Curious to know why bulk loader spec is designed for new graph only?

Question

Curious to know why bulk loader spec is designed for new graph only?

gomesian opened this issue 5 years ago · 3 comments

Wondering why we cant update an 'existing' GRAPH with bulk load? (e.g. getting Redis KEY already exists error)

I assume redisgraph-py is not as efficient as using this script - since I assume it doesn't use the GRAPH.BULK endpoint e.g. sending binary data that is getting unpacked

I love the sparse matrix design of RedisGraph. I am prototyping some thing for my Post Grad ML capstone project.
I need to be able up do BULK UPDATE existing graph every few minutes with new steaming data - up to 50k node/edges.

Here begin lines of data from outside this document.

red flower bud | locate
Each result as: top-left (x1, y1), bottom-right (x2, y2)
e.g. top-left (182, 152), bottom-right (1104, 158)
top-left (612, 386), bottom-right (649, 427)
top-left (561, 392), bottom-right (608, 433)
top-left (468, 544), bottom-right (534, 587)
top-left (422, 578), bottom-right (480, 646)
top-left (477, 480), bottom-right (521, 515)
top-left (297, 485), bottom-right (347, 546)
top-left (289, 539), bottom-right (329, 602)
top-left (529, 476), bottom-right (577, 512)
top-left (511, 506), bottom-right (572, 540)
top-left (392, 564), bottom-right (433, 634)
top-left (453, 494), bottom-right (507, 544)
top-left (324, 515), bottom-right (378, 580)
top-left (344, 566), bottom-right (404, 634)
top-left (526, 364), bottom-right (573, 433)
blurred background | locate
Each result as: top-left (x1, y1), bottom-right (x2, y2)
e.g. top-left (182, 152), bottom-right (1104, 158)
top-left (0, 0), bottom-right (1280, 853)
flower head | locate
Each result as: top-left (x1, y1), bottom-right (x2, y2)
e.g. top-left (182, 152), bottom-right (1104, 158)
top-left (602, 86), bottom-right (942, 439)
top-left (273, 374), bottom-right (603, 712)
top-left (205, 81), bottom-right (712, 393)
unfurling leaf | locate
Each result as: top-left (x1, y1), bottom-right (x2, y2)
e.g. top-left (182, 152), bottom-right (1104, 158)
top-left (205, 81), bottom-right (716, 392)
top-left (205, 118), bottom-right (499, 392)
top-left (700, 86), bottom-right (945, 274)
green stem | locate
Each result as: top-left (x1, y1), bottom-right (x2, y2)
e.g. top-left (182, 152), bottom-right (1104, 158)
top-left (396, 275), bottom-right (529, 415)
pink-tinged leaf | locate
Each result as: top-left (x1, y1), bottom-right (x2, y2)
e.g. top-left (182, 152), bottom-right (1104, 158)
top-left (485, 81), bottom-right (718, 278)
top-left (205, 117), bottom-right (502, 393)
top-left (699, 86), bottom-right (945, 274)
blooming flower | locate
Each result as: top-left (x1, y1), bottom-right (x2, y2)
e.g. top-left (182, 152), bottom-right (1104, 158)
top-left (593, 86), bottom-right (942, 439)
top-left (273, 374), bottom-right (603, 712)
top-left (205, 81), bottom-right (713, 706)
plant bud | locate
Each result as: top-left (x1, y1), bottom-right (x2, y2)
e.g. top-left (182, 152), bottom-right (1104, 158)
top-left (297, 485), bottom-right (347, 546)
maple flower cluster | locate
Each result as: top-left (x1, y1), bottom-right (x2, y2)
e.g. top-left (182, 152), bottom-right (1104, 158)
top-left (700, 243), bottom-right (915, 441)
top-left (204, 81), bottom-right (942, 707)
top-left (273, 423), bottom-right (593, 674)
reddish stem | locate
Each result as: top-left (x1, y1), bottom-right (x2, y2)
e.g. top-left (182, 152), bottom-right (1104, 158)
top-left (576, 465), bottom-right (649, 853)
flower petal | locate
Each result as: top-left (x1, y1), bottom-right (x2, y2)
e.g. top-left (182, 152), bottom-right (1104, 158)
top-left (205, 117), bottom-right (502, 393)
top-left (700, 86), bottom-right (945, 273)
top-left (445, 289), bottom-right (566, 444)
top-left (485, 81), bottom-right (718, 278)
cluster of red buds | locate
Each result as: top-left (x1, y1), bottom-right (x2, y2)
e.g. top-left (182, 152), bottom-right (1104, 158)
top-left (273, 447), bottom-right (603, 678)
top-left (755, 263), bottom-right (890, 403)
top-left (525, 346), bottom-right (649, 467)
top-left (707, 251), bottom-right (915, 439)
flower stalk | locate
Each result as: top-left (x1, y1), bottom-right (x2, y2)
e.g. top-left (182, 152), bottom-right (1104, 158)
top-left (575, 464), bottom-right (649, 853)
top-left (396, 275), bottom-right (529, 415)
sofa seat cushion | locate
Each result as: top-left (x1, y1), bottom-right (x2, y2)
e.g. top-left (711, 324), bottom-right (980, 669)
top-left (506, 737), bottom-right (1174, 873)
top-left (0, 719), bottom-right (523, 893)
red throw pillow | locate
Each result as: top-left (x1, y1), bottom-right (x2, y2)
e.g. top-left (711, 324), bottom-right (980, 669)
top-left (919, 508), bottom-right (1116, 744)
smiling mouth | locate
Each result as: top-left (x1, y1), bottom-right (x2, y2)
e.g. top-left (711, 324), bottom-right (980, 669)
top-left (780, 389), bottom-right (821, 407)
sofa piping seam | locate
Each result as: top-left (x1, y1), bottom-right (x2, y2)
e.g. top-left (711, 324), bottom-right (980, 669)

Not sure how the redisgraph-py chunk/buffering works on larger data inserts, but will test next.

Any comment future plans to add BULK UPDATE Redis Graph bulk-loader? Is do you think the transport protocol of the redisgraph-py is as efficient for existing GRAPH updates using bulk binary chunks?

Answer 1 · 2021-01-19T17:15:27.000Z

Hi @gomesian,

The bulk loader is only designed for new graphs because, if the current design were naively extended, we could only perform batch updates of entirely new entities. Performing tasks such as adding relationships between pre-existing nodes would not work, and there is a significant risk of unintentional entity duplication.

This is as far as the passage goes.